Jack was convinced that a person or group of people was to blame, yet due to the saturated terrain, there was little evidence to suggest that anyone had set foot there. And so, with few options left to consider, Jack and his wife opted to install their own remote surveillance cameras to monitor the area.
Over the course of the year, the cameras did little in the way of identifying any potential suspects, but did help Jack and Belinda to keep track of where their resident crocs were nesting. The couple even used some of the footage to successfully market their business.
At the same time the following year, January to February 2016, the couple went on the same month-long holiday they always have, only to return to a repeat of what had seemed to have happened the year before. All of their male crocodiles were gone and of the females that remained, only the smaller ones were left.
Jack immediately reviewed the footage to discover that a band of hooded figures had set-up a hunting camp on the property for three days while the couple were away, spearing, tying and hauling the crocodiles from the water onto a large sheet of tarpaulin. From there, they were seen to drag the crocs off screen, presumably to a vehicle in wait, before two of the men returned to the scene with what appeared to be sledge hammers; beating the ground out to remove any drag marks or foot prints.
After making a few enquiries with his associates in the industry, Jack came to the conclusion that he was being targeted as none of the other farmers in the area had reported any related incidents. For fear of tarnishing their business’ reputation, Jack and his wife decided to tackle the matter privately, steering clear of any media attention by going through the authorities.
Considering that the illegal hunts seemed to take place at approximately the same time each year, Jack and Belinda made their call to Precise Investigation a month before their scheduled holiday.
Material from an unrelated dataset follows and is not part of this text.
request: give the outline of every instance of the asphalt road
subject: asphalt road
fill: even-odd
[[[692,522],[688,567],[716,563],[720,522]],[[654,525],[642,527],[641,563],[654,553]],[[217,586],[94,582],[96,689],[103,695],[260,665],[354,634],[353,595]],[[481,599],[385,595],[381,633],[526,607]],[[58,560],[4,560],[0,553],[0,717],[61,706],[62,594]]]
We were briefed about the incidents and shown the video footage from the previous year, giving our agents key information on where and how to set-up for the upcoming surveillance operation.
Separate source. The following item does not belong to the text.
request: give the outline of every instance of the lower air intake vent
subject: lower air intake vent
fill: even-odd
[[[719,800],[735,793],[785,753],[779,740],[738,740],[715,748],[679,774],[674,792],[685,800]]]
With the expressed permission of the owners, we had a two-man team stationed at the property, residing there for the duration of the operation, but in such a way as to not raise any concerns that someone may be living there. No lights were turned on, no fires were lit and no vehicles were started or driven over the six days it took to capture the suspects in action.
On Australia Day of this year, Precise Investigation was able to capture footage of five men of Aboriginal descent, making their way from a neighbouring property, onto Jack’s land, where they set up two small tents, ropes, traps, knives and their tarp sheet. About one hundred metres from their camp, they had a Yamaha BearTracker Quad, which they used to hitch the tarp sheet to, before hauling the crocodiles, two at a time, over to a property four plots down.
As soon as we were able to trace the location of the men, we sent the information, along with the evidence we’d compiled to date, to Jack and Belinda for review.
The investigation was terminated, with the couple having returned to their land knowing full-well who the culprits were and why they were doing it. The men, it turned out, were working on behalf of Bennie Whitman, a long-term neighbour, friend and unofficial rival to Jack, who’d recently come under a lot of financial stress after trying to upgrade his own crocodile farm and tourist facilities. Against our recommendation and as a gesture of good will, an agreement has since been made between the two men in which Bennie repay Jack and Belinda through volunteering at their lodge for a few weeks, following which Bennie could decide to stay on as an employee if he wished and remain on as a valuable member of staff.
Please note: All names, locations and identifying characteristics of the people, businesses and places described in this article have been changed to protect the identities of those involved.